NEW DELHI, India — This week, when the Dalai Lama addresses the world’s largest Buddhist monastery outside of Tibet, in Tawang, Arunachal Pradesh, he will deliver a message of peace and serenity. But in the leadup to the Buddhist leader’s visit to the northeast Indian state, New Delhi has had to endure a nail-biting onslaught of provocations from Beijing.
Towards the end of the summer, the Indian media reported that China’s military had launched almost daily cross-border incursions, though China disputed their accuracy. Citing Indian military sources, Indian media claimed a Chinese military unit crossed into Kashmir and painted “China” on some rocks to provoke Indian troops, and that China has begun building military structures across the border from Kashmir for the first time since the 1962 war between India and China.

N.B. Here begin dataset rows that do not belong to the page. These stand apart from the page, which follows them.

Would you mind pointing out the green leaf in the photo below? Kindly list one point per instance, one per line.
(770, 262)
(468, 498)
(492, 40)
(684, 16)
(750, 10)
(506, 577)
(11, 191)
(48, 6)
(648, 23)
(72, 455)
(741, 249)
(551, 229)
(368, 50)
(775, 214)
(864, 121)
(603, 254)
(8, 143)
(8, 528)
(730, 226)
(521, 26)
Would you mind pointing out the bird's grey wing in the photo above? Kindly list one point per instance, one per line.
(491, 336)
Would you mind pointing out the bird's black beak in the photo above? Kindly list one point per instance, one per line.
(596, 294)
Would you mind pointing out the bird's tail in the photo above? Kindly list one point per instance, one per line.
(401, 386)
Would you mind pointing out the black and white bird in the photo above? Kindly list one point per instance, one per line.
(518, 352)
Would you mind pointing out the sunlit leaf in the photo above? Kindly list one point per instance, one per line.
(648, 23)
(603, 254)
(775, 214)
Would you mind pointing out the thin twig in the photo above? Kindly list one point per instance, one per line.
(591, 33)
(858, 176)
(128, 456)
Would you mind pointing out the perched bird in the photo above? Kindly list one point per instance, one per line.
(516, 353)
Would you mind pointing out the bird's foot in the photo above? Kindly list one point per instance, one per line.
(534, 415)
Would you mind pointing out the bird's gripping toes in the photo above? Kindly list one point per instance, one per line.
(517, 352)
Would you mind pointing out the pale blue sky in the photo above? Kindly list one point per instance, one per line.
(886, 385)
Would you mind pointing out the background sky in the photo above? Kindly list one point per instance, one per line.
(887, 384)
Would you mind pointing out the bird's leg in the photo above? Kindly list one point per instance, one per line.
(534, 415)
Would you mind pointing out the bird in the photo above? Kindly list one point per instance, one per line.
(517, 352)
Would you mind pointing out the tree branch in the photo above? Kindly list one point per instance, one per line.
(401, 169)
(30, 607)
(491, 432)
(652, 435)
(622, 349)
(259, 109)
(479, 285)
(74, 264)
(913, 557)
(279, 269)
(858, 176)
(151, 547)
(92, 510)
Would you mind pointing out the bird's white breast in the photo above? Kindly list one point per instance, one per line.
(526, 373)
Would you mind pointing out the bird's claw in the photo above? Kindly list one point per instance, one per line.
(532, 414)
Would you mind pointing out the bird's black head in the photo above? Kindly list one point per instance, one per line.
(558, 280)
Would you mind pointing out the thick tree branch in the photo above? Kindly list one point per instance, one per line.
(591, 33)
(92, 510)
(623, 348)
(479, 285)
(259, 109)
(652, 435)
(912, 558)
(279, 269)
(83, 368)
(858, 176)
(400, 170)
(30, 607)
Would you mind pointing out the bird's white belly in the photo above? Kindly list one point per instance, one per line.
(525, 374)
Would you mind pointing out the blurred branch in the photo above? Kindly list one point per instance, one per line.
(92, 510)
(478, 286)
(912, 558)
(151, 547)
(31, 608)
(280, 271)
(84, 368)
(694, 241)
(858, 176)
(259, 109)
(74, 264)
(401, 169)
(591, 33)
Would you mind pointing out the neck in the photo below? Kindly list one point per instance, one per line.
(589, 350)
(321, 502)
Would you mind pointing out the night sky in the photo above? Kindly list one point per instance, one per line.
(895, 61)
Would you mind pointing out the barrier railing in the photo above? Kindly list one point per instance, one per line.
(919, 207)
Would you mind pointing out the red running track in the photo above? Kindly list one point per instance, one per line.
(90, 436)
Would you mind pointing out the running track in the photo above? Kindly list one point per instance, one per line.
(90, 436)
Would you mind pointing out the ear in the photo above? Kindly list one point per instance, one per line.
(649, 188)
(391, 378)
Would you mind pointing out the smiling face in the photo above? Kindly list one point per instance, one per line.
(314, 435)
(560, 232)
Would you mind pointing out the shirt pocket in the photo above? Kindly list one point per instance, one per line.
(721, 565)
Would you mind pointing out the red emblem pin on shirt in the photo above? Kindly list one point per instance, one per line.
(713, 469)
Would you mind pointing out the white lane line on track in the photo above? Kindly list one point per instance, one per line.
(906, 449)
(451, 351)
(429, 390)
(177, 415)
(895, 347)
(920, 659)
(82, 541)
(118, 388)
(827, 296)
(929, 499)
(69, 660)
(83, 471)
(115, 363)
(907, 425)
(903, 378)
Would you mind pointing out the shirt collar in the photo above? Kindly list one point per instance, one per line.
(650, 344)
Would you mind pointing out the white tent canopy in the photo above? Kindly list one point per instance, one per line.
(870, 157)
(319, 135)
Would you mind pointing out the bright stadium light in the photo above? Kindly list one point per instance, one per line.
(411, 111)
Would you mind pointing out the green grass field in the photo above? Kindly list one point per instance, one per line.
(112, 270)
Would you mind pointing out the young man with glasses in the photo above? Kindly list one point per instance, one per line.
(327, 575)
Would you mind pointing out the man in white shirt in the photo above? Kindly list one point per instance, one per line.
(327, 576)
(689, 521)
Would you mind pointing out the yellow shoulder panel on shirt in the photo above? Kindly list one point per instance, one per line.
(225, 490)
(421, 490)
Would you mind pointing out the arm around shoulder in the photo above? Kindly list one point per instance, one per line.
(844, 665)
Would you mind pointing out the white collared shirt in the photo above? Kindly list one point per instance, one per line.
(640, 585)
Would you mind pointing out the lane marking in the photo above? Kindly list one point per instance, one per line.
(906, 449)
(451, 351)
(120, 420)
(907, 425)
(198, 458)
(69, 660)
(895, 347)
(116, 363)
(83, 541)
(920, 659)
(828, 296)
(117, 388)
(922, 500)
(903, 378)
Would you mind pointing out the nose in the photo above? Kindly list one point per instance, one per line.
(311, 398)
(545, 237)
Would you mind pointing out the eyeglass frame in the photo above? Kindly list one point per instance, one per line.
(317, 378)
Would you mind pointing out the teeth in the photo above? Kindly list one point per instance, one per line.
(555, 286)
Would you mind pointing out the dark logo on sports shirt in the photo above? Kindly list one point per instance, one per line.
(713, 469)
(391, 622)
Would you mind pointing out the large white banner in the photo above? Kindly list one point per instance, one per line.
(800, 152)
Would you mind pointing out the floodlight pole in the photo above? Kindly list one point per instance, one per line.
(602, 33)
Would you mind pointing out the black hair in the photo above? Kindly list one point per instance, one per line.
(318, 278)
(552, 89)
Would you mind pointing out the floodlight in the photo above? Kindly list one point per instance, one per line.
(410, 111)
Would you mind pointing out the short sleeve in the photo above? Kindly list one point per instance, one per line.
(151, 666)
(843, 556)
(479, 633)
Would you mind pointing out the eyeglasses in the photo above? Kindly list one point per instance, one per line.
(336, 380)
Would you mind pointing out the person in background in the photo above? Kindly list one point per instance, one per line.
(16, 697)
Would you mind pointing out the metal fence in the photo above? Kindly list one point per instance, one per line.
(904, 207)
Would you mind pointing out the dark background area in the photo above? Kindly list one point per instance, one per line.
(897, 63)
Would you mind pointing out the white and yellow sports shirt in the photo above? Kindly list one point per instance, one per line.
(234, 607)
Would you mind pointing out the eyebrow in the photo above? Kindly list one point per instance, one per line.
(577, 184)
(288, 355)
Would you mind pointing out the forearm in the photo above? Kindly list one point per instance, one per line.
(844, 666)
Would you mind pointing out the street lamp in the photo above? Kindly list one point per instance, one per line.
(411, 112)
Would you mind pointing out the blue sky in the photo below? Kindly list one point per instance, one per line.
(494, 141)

Meanwhile, Beijing has taunted New Delhi by issuing visas to residents of Kashmir on a separate sheet of paper rather than in their Indian passports, flaunting the disputed sovereignty over the state. And the People’s Republic has ramped up its attacks on the Dalai Lama, who has lived in northern India since his exile from Tibet in 1959.
Frightening as the rhetoric and incursions may seem, Indian security experts say China is not preparing for a military attack, nor is this really the outpouring of anger over the nationhood aspirations of a few monks.
“It’s true that in the overall sense, China is militarily far superior to us,” said former Indian foreign secretary Kanwal Sibal. “But in Tibet they’re overextended and Arunachal Pradesh is a long, long way from their bases.”